In Powerhouse, regulation 7 of TUPE loomed large in argument and in the decisions, both in the House of Lords and in this Court, because the dispute was about an occupational pension scheme, as defined in the regulation. The headnote, in the report of the House of Lords decision in the Industrial Cases Reports, cited by Smith LJ at paragraph 35, cannot be criticised. While I do not disagree with Smith LJ’s finding (at paragraph 42) that Lord Hope’s speech does leave open as a possibility that a different result could be achieved in a case not involving an occupational pension, analysis of his speech in my judgment demonstrates that Lord Hope took a broader view of the issue before him than its application to occupational pensions. It is a view with which the judgments of Wall LJ and Elias J are consistent.
Lord Hope considered the issue in the appeal to be confined to a single point of statutory construction but it was one of “general public importance”. That finding does not suggest it was limited to occupational pension schemes and the effect of regulation 7. The question begins and ends, stated Lord Hope at paragraph 22, with the words of the statute, the 1970 Act.

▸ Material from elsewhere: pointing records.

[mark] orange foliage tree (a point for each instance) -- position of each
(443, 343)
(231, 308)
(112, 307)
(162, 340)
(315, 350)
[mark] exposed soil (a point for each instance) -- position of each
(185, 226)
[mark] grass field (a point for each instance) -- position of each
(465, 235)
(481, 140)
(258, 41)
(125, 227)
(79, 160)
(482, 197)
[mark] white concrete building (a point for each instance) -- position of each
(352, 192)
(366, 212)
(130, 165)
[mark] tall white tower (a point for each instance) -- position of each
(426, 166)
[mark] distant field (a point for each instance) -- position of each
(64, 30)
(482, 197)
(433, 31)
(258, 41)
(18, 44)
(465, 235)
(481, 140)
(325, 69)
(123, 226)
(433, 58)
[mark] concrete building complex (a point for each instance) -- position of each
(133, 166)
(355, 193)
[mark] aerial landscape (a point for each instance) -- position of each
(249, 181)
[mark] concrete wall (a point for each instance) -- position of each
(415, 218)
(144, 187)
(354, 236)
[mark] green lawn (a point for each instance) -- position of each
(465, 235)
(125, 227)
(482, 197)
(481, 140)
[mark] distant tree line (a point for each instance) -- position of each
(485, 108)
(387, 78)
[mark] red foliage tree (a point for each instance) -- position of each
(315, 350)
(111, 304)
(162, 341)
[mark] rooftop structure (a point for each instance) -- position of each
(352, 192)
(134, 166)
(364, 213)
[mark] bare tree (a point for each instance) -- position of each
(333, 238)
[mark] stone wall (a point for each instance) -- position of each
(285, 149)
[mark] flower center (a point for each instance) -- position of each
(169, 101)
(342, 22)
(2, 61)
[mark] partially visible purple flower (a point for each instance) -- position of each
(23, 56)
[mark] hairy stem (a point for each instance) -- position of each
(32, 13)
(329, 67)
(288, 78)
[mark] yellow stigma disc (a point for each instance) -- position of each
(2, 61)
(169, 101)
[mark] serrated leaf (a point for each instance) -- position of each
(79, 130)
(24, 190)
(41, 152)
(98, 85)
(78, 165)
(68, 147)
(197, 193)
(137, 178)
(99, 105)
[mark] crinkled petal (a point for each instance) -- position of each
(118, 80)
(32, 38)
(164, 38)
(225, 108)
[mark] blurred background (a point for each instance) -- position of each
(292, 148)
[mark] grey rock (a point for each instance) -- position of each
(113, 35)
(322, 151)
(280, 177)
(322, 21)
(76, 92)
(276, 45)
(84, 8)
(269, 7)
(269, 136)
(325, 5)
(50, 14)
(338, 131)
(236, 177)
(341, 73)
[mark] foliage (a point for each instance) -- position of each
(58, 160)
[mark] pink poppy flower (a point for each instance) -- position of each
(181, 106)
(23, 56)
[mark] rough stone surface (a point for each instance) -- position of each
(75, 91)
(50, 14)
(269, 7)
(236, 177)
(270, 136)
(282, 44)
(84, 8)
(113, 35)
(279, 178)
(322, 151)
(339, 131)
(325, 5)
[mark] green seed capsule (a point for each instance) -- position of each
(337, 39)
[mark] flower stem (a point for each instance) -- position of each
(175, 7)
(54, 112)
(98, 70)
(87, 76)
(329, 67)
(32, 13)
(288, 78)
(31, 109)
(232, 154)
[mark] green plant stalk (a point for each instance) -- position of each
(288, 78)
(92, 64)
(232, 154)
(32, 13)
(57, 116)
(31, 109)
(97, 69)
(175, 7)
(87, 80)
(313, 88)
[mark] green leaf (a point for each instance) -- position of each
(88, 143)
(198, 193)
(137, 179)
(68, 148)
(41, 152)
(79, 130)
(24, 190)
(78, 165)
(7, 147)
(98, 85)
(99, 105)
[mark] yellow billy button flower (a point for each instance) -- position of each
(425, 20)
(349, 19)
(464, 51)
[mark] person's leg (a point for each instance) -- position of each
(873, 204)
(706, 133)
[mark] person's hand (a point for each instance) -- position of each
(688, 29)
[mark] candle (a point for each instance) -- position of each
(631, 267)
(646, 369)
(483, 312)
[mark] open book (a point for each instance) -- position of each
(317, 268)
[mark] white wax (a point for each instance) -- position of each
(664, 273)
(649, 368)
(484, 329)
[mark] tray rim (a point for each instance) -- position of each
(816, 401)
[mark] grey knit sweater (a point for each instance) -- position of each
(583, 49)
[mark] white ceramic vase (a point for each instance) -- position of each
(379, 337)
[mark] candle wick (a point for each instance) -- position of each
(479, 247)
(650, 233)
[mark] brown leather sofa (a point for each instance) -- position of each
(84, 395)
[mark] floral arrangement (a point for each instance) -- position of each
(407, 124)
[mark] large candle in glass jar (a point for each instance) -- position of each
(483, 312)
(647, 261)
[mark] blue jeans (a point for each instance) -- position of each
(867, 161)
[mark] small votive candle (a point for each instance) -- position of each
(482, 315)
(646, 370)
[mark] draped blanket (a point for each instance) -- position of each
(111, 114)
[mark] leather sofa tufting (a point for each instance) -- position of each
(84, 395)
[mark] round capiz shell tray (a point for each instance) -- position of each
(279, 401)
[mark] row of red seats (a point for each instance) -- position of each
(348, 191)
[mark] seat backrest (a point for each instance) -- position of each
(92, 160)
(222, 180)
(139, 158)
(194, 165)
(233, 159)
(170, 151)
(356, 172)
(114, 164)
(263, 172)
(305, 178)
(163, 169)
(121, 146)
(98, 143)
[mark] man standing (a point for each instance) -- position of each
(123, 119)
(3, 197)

The word “contract” does not appear in section 2(4) and it is the word “employment” which requires analysis. (In the Court of Appeal, I had used the word “contract”, following Lord Slynn of Hadley in Preston, and did so too freely, but the essential reasoning in the paragraphs from my judgment cited by Wall LJ is essentially the same whether it is the “contract of employment” or the “employment” which is analysed. It was the employment with the transferor that provided the relevant right (my paragraph 25)).
Whether or not my analysis was rejected by Lord Hope, and whether or not, in House or Court, the need to concentrate on regulation 7 clouded (with respect to the House) the essential reasoning, Lord Hope appears to me, at paragraphs 25 and 26, to reject the notion that TUPE has extended the rights conferred in the 1970 Act, including the time limit within which those rights are to be enforced. Smith LJ has cited both paragraphs in full, at her paragraph 38. The answer given by Lord Hope in the last sentence of paragraph 26 was required to be given because the case was about an occupational pension scheme; that limited and specific answer does not, in my view, detract from the general reasoning in the paragraphs.
The appellants’ attempted reliance on the desirability of a link between time limit and liability (Lord Hope paragraph 28) is in my judgment misplaced. It begs the question what the liability is. The transferee’s admitted liability depends on the scope of the right established. If the scope of that right is limited, as I think it is, to what has accrued under the 1970 Act during employment with the transferor, the liability goes with the time limit specified in the 1970 Act. I agree with the views expressed by Wall LJ at paragraph (96). As from the date of transfer, rights can of course be acquired against the transferee.
Having reached that conclusion by way of statutory interpretation, I do not consider it necessary to consider in detail the consequences of a finding one way or the other. They are not, in my judgment, crucial to the outcome. My only comment is in relation to Smith LJ’s paragraph 62. I do not agree that the effect of my conclusion is to put a claimant in a better position if he delays than if he acts promptly. If he acts promptly, the fault will be rectified and for the balance of the 6 year period employed, he will receive the fruits of having had the fault rectified.